Keberadaan awal media sosial tersebut mampu meningkatkan minat buku fisik. Ini tentu menjadi pertanda baik, karena ia bisa merangsang dan dapat membuat industri buku cetak lebih ramai daripada ebook yang pernah dikhawatirkan dapat mengikis pasar buku konvensional.

“Di media sosial seperti Facebook banyak muncul grup-grup komunnitas sastra yang menampilkan karya-karya sastra dan selanjutnya dikumpulkan menjadi buku,” Nanang melanjutkan pemaparannya.

Menyambung materi pada Ceramah Literasi JOGLITFEST 2019 ini, Ahda Imran menjabarkan bahwa dunia maya, dunia virtual, ataupun dunia digital sebenarnya tetap menjadi bagian dari dunia nyata, dan bahkan saling mempengaruhi. Dengan begitu, ukuran baik-buruknya suatu karya memang bukan lagi merupakan satu persoalan yang harus ditanggapi secara serius.

Berlatarbelakang bukan sebuah masalah mengenai baik-buruknya satu karya di zaman digital ini, maka Ahda Imran menjadi menyayangkan, karena di dunia maya, karya sastra lebih diukur dari menarik atau tidaknya. Dia mengungkapkan bahwa dengan cara seperti ini, maka dunia maya masih sangat bisa dikatakan sebagai dunia yang mengutamakan kemasan. Itu menjadi perihal kedua yang patut disayangkan, terutama ketika kita ingat bahwa pada kenyataannya batas antara dunia maya dan dunia nyata sangat tipis. Bahkan hampir tidak ada.

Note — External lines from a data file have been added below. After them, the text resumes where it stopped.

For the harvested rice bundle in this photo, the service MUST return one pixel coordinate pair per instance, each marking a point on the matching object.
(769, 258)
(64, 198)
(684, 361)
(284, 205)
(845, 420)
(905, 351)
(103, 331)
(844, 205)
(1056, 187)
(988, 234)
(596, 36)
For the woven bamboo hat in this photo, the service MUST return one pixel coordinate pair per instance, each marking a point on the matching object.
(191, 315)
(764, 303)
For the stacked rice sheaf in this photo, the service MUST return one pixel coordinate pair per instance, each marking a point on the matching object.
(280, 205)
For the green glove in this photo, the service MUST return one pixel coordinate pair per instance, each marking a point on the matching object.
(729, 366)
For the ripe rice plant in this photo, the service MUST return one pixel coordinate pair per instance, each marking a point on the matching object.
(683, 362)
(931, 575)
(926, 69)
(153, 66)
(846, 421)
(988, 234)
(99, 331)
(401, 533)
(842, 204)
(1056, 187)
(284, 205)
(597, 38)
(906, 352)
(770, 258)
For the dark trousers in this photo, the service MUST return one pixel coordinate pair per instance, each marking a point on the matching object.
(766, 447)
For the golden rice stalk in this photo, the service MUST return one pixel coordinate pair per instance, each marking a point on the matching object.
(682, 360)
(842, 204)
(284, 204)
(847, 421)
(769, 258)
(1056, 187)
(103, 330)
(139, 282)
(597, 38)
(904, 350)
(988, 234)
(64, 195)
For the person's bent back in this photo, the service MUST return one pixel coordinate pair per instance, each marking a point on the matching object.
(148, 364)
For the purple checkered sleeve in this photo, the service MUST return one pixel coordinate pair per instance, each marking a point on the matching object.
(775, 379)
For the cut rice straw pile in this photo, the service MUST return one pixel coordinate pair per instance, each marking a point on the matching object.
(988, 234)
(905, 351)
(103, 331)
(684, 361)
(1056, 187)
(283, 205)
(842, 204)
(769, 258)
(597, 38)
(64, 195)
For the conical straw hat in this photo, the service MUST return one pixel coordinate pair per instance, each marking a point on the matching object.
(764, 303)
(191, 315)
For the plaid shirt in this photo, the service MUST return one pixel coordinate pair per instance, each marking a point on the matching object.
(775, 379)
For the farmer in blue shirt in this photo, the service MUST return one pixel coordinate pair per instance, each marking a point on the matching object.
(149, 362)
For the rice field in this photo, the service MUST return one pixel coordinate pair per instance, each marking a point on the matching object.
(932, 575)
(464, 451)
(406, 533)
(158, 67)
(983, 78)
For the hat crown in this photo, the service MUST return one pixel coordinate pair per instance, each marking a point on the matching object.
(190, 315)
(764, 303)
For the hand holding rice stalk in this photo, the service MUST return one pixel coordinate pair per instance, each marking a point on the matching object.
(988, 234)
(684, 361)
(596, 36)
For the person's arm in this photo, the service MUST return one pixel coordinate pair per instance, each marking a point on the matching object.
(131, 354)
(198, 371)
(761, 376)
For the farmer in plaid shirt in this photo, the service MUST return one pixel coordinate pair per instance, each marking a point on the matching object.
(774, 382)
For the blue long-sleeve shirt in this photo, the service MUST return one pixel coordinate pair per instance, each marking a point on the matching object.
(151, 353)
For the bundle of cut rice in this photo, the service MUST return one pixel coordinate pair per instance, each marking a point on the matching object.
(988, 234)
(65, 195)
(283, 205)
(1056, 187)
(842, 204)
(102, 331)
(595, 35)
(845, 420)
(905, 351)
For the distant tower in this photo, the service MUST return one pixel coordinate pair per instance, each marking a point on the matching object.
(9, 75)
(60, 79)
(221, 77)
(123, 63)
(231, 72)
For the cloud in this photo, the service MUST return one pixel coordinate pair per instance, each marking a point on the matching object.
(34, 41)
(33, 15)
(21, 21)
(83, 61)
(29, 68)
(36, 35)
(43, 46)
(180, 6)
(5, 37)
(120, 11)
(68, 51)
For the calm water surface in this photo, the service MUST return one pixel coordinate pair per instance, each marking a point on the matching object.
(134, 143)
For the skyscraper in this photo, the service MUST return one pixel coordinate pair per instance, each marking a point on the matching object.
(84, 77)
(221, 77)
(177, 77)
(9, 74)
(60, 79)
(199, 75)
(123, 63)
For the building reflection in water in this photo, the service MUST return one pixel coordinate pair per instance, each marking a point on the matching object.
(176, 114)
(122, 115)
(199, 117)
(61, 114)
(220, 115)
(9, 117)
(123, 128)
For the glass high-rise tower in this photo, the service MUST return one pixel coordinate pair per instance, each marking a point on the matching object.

Ketika dilihat dari sudut pandang berbeda, dunia digital sejatinya mampu membuat penulis dan pembaca tidak lagi berjarak dan berwatak misterius seperti dahulu-kala. Karenanya, dalam kondisi ini penulis dan pembaca dapat bertemu di platform media sosial dan kemudian dapat dengan mudah berinteraksi satu sama lain. Di satu sisi hal itu memberikan manfaat, karena penulis dapat memahami siapa pembaca dan bagaimana mereka merespons karyanya. Pun agi pembaca, mereka juga menjadi mengerti tentang penulis dari kisah-kisah yang ia baca. Hanya saja di sisi lain, tentu saja ada yang merasa tak diuntungkan, sebagai contoh adalah perihal privasi, baik bagi penulis maupun pembaca. Namun, terlepas dari berbagai pandangan yang ada, sebagaimana pemaparan Ahda Imran, ada nilai lebih berupa ‘personal-branding’ ataupun ‘self-labelling’ yang bisa dinikmati dari sana.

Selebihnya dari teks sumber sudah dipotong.